The stock of Serono had its biggest drop in more than three years on the news. Chief executive officer Ernesto Bertarelli said the company would now seek acquisitions.
Bertarelli hired Goldman Sachs as adviser in November after Serono abandoned research on three experimental drugs and competition increased for its top medicines. Potential suitors such as GlaxoSmithKline and Novartis have walked away, leaving Serono with few options to revive growth. "I foresee a difficult future," said Joerg de Vriess Hippen, at Allianz DIT Deutscher Investment Trust in Frankfurt. "From an investor's point of view, putting the company up for sale the way it was done was far from ideal."
Media reports last month said Bertarelli, 40, might step down. The billionaire is organising an America's Cup defence and analysts said investors would most probably welcome a CEO with biotechnology experience.

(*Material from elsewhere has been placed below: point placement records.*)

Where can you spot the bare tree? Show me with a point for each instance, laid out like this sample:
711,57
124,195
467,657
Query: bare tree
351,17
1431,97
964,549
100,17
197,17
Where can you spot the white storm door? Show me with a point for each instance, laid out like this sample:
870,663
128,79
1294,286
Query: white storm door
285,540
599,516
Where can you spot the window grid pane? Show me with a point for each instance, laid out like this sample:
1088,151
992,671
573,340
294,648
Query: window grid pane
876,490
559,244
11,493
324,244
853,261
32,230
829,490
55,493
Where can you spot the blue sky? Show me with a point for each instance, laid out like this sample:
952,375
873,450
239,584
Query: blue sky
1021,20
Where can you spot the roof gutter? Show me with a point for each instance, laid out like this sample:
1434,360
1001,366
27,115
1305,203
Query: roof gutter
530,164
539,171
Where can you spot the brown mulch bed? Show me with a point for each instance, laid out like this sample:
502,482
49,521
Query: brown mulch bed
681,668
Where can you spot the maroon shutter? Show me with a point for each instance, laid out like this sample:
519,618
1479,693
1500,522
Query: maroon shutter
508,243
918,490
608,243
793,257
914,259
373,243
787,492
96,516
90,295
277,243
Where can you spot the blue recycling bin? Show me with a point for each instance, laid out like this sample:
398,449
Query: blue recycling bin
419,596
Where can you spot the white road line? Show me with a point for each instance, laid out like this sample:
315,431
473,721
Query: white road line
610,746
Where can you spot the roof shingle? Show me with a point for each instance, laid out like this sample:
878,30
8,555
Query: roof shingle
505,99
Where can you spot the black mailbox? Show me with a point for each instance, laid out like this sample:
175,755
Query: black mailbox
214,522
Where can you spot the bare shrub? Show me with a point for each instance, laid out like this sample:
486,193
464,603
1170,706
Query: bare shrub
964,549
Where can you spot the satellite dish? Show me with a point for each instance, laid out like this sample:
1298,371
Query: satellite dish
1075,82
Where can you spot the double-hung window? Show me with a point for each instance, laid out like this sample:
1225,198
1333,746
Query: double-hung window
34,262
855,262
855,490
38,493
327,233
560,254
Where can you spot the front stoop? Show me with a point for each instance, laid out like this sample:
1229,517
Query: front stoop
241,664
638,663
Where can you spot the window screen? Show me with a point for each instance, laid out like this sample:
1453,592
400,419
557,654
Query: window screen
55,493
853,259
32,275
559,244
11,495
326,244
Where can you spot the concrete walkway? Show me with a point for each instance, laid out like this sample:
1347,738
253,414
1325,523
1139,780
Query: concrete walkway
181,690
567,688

Serono had about US$1.5 billion ($2.4 billion) in cash and cashable assets at the end of last year and shareholders meet on April 25 in Lausanne, Switzerland, to vote on the plan to create new shares valued at about 7.3 billion francs ($2.2 billion).

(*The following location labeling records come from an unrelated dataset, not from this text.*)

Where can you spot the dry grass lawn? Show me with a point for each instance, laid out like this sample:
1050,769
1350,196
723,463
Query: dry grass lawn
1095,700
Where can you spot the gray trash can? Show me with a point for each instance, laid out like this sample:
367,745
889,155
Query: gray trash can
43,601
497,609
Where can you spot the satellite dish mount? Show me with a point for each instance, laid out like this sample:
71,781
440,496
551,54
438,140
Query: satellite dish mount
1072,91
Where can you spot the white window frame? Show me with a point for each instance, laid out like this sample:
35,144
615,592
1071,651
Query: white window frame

"We're actively looking at what's on the market and given internal resources, the speed at which we can act and financial flexibility, we'd be able to execute a transaction relatively quickly," Stuart Grant, the company's chief financial officer, said.
"We're not adverse to a single large acquisition, neither are we adverse to multiple smaller transactions."
Grant declined to comment on the price the Bertarellis were seeking for their controlling stake, but said the share capital issue planned would be valid for two years.
The company has been buying products to reduce dependence on the multiple-sclerosis medicine Rebif and the fertility drug Gonal-f, which together generate three-quarters of the company's sales. Product acquisitions have allowed the company to move into new disease areas such as oncology and dermatology.
Serono was founded in 1906 to extract proteins from egg yolk to make anaemia therapies and pioneered infertility treatments in the 1960s.
The company is struggling to go from copying human hormones to developing its own drugs.
Last year it had to pay US$725 million to settle a United States Government probe. It pleaded guilty to conspiracy charges for the promotion of Aids drug Serostim.